I wonder what kind of overhead it would impose on the server?


----------



## Fofer

timckelley said:


> The only valid reason I've ever considered for not installing it is to save the work/effort involved in installing, and instead redirect that effort into something that's actually worth something. Admittedly, I have no idea how easy or hard it is to install an ignore thread feature.


How easy or how hard? As mentioned above, here's the vBulletin add-on. It continues to work with vBulletin 3.7. It would take any competent vB admin about... say... 4 minutes to install. And yes, it's installed on many other very large forums without any issues.


----------



## dswallow

...I'd love a way to automatically ignore the SPAM threads and posts...


----------



## Fofer

dswallow said:


> ...I'd love a way to automatically ignore the SPAM threads and posts...


Automatically? That'd be tough. There was a setting that prevented quite a few of the spammers from striking here, but that's been removed with the latest upgrade. I asked for it to return... and was told instead to report spammers manually.







(Since I already have a job that keeps me quite busy, I won't be adding that onto my list of responsibilities anytime soon.)


----------



## Crow159

Any update from the mods on if they are going to implement this?


----------



## dswallow

Fofer said:


> Automatically? That'd be tough. There was a setting that prevented quite a few of the spammers from striking here, but that's been removed with the latest upgrade. I asked for it to return... and was told instead to report spammers manually.
> 
> 
> 
> 
> 
> 
> 
> (Since I already have a job that keeps me quite busy, I won't be adding that onto my list of responsibilities anytime soon.)


Most of the spam I've seen here lately could be eliminated just by automatically hiding any post with more than 15 "USD" strings found in the post.


----------



## Laserfan

Rather than ignoring specific threads, is there any way to Search for New Posts that limits the search to certain forum areas e.g.
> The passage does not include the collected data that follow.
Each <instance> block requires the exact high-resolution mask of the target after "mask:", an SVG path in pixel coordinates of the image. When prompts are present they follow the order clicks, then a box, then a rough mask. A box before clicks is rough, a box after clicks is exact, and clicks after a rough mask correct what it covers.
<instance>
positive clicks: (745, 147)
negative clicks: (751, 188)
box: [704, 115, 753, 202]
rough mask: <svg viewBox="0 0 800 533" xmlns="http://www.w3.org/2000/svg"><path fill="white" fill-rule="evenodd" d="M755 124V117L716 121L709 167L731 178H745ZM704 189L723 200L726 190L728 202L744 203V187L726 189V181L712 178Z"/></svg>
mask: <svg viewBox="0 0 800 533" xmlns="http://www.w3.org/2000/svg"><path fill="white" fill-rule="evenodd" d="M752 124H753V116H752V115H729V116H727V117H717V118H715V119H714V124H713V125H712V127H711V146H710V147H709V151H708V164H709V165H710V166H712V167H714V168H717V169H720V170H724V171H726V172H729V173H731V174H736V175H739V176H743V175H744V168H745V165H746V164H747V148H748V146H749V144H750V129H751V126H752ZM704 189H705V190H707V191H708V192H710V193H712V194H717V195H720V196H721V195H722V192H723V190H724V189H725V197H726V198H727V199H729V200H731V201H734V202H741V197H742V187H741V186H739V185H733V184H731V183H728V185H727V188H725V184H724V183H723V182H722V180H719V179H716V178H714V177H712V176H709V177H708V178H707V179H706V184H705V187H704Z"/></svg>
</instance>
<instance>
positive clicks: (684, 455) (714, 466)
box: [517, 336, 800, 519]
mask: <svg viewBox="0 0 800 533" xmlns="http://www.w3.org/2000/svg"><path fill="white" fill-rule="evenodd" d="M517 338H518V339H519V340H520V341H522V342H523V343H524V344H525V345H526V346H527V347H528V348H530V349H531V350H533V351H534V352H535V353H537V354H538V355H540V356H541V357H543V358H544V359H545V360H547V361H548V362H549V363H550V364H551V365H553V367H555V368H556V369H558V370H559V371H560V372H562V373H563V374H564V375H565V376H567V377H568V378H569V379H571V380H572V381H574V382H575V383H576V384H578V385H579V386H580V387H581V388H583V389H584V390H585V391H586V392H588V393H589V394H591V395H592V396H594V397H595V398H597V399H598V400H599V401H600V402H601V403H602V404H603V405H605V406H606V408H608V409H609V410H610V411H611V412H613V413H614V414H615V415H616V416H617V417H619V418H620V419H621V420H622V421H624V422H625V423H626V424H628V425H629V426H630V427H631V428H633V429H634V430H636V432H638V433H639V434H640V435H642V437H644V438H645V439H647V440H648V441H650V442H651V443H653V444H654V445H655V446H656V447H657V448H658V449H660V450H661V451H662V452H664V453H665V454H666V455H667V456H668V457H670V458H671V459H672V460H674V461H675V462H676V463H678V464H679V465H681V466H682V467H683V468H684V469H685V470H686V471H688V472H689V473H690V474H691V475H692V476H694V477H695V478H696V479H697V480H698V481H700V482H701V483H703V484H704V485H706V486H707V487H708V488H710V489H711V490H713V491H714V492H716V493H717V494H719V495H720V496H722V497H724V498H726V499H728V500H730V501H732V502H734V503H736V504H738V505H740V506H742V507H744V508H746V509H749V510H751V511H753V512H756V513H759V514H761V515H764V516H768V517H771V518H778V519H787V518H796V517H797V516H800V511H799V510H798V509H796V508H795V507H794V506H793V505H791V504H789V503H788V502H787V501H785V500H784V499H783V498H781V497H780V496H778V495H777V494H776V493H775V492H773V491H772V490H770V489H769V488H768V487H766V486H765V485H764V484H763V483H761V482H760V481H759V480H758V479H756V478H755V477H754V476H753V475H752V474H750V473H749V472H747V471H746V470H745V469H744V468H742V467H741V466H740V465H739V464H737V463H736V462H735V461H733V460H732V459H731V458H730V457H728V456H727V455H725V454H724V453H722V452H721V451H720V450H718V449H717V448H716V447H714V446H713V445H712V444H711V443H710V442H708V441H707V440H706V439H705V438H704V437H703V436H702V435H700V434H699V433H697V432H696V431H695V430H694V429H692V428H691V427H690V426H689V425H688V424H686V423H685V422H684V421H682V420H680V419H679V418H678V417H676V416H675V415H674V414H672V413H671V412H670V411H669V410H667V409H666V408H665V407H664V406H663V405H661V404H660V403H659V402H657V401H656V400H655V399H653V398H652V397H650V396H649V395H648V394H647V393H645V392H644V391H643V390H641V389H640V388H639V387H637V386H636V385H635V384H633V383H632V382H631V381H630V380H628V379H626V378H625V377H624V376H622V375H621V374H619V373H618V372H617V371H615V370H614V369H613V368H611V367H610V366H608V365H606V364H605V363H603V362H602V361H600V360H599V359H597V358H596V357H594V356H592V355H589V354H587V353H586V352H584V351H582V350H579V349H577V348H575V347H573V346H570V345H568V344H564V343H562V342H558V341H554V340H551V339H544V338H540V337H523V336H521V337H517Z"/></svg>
Tivo Help Center, Tivo Series 3 HDTV DVRs, Tivo Home Media..., etc.?

I would like to be able to get New Posts but avoid mindless junk areas like "Happy Hour - Chit/Chat" where people w/no lives exchange messages w/no value!


----------



## Fofer

Laserfan said:


> I would like to be able to get New Posts but avoid mindless junk areas like "Happy Hour - Chit/Chat" where people w/no lives exchange messages w/no value!


LOL. Considering how rich your life must be, I wonder how many messages about your Digital Video Recorder have value. And how exciting your television watching must be!


----------



## StanSimmons

A perfect example of a thread that needs an ignore button:

http://www.tivocommunity.com/tivo-vb/showthread.php?p=6905393#post6905393


----------



## Mike Lang

This seems to be turning into yet another area for people to take shots at each other. Capable is aware of the couple dozen or so people in this thread who have expressed interest in ignoring entire threads on their forum. Let's leave it at that.


----------